Various neglected topics in environmental politics, most notably ecofascism, come in for Kovel’s attention. He analyzes different ecopolitical positions for their ability to replace capitalism and emancipate labor. Although I agree with most of the criticisms he presents, and with the superiority of ecosocialism as a revolutionary perspective, I would have liked a more in-depth look at the potential for anti-capitalism from within the other forms of environmentalism. As it is, his criticisms of deep ecology, ecofeminism, and social ecology are rather abbreviated, and I fear that his hasty dismissals may inhibit those committed to these “ecophilosophies” from hearing his message-which would be unfortunate since they have much in common. The smallest amount of space is devoted to ecofeminism, an odd decision in light of his desire to “splice” it together with ecosocialism. The problem here is that he simply assumes, without a proper analysis, that certain theories are fully incorporated into his own. Ultimately, though, he is to be commended for theorizing gender in his critique of capitalism, and for his earnest call for the liberation of women (among others).

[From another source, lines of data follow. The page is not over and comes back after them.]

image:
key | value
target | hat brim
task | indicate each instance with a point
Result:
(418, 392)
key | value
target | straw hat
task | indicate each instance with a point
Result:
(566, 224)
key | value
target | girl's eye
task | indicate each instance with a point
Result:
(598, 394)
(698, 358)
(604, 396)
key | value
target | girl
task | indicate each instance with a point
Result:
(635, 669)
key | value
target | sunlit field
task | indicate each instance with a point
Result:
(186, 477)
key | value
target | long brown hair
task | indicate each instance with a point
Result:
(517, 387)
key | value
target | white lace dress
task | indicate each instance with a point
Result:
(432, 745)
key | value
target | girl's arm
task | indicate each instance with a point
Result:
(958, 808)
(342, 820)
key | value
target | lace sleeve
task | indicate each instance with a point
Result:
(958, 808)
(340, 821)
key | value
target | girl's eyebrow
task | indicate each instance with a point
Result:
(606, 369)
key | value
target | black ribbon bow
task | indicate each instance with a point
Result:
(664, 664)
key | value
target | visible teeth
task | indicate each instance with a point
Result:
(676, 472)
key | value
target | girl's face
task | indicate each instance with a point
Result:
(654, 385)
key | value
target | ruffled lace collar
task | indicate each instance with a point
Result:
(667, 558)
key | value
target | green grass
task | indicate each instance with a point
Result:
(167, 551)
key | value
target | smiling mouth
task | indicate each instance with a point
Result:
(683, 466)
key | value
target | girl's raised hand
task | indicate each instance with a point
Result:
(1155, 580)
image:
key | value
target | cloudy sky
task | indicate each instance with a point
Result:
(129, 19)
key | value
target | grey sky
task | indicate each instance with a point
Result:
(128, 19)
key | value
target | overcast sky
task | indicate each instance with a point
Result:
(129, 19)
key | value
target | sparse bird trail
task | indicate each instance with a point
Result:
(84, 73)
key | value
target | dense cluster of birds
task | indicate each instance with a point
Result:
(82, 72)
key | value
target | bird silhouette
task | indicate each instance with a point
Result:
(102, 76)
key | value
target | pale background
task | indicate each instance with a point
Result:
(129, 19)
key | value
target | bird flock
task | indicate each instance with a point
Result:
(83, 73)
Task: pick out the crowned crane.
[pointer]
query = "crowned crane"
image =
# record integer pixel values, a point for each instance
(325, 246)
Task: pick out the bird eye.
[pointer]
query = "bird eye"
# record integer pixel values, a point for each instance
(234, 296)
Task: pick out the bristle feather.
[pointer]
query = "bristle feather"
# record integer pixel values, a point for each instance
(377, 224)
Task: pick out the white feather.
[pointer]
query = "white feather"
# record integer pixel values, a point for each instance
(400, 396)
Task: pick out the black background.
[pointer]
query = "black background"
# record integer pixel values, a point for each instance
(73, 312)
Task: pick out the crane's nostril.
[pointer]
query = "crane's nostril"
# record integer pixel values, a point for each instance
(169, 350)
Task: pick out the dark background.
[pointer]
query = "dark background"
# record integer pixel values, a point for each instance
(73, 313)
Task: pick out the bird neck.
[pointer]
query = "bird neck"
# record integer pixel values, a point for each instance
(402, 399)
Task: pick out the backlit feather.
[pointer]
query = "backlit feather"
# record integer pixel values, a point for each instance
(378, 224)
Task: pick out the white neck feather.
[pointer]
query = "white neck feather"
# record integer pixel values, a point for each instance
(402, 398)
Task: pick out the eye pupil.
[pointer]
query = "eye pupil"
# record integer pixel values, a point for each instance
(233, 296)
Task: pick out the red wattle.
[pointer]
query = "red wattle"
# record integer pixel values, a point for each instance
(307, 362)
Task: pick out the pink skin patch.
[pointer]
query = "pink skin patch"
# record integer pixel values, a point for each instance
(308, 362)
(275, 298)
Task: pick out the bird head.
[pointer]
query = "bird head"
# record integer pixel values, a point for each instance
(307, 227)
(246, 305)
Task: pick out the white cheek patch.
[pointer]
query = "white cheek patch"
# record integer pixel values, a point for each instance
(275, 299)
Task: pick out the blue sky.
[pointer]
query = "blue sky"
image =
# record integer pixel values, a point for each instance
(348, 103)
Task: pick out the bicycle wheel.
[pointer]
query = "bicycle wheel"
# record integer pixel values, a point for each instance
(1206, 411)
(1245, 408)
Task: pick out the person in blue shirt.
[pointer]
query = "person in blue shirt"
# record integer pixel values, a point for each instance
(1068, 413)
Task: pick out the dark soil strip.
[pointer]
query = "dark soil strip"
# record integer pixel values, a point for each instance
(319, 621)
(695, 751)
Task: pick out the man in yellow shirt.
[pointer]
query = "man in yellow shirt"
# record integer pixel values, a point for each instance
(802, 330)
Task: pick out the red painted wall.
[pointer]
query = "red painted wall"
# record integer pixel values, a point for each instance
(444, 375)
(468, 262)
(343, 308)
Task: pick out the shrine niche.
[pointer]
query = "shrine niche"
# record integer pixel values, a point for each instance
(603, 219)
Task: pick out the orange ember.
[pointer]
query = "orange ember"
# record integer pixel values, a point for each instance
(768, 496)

None of these misgivings detract from the essential importance of this book for environmentalists and socialists, as well as for other anti-capitalists, nor from its significance for the concrete formation of a left beyond superficial coalitions. Kovel has comprehended the destruction of ecosystems and of human lives, binding them together to the core. In so doing, he leads readers to consider: “Are there no alternatives to the monster which continually ravages humanity and nature?” “Are we destined to perish?” He invites us to say, rather: “There are alternatives, we should create alternatives, and there’s no time to waste.”